×

Trump-backed candidate forced into runoff in Georgia race to replace Greene, US media reports

By Thomson Reuters Mar 10, 2026 | 7:21 PM

March 10 (Reuters) – The election in Georgia to choose the successor to Republican firebrand Marjorie Taylor Greene in the U.S. House of Representatives will go ​to a runoff next month after no candidate, ‌including one backed by President Donald Trump, received a majority of the votes, AP News and NBC News projected on Tuesday.

Trump’s preferred candidate, former district attorney for four northwest Georgia counties Clay Fuller, ‌faced ​fellow Republican Colton Moore, a hard-right ⁠former state senator and ⁠Shawn Harris, a moderate Democrat who sought to court disillusioned Trump voters, were seen as the top contenders in a field of 17 candidates.

The race has drawn ​outsized national attention following former U.S. Representative Greene’s abrupt departure in January after an acrimonious split with Trump, ⁠setting off a high-stakes contest over ⁠who should succeed one of the Make ​America Great Again movement’s most visible figures in Congress.
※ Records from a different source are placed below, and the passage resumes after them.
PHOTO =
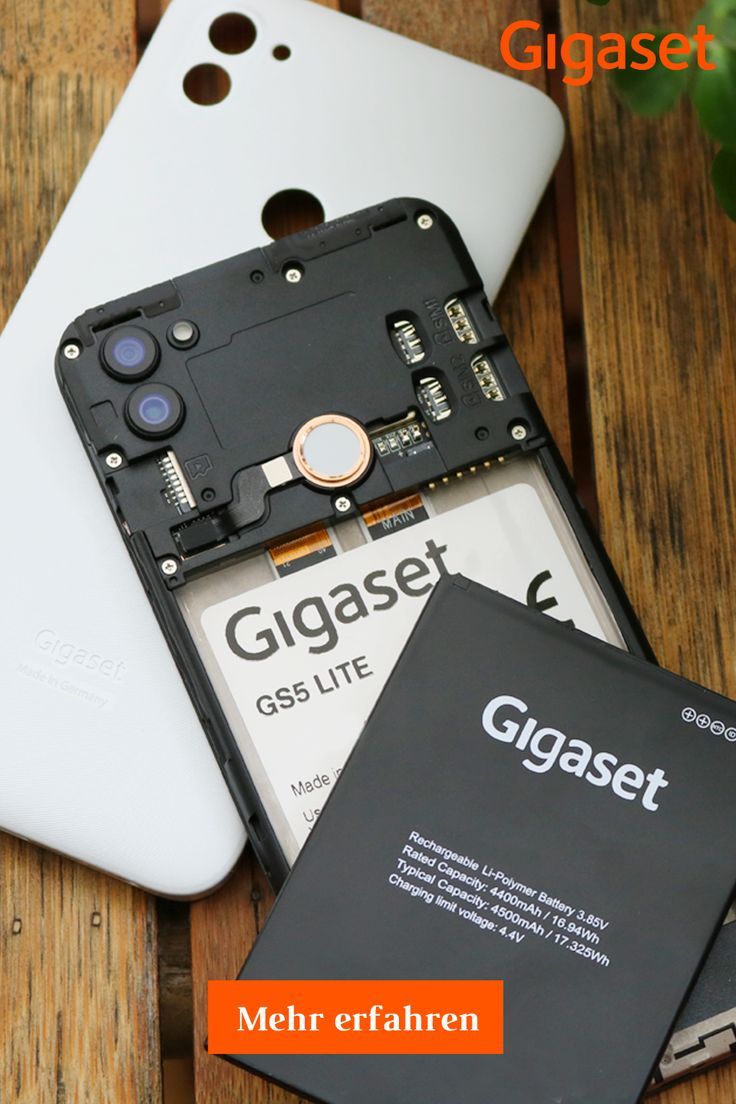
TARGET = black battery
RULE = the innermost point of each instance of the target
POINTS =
(526, 804)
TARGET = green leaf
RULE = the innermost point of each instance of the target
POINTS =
(649, 92)
(723, 176)
(713, 93)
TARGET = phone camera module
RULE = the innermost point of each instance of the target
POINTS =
(129, 352)
(155, 411)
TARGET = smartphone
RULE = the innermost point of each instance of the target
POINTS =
(296, 443)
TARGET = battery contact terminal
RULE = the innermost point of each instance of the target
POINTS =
(407, 341)
(460, 321)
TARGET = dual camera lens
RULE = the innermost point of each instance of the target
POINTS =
(130, 353)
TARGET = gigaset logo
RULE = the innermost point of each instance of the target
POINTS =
(544, 749)
(316, 619)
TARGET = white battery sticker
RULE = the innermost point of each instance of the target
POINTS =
(305, 657)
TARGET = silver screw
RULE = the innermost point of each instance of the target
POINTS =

Georgia’s 14th ​Congressional District, a mostly blue-collar corridor from Atlanta’s exurbs ‌up to the Tennessee border, vaulted into the national spotlight after Greene swept to victory there in 2020, turning a reliably Republican seat into a closely watched barometer ⁠of the party’s populist wing.

The contest is now being viewed as a test of Trump’s grip on his base ahead of ⁠the November general ‌election. Fuller’s failure to secure an outright ⁠majority could signal some softening of that ​hold.

The ‌winner of the special election will serve ​through the ⁠end of 2026 but must immediately campaign for the full two-year term starting January 2027, beginning with a May primary that could pit many of the same contenders against each other again.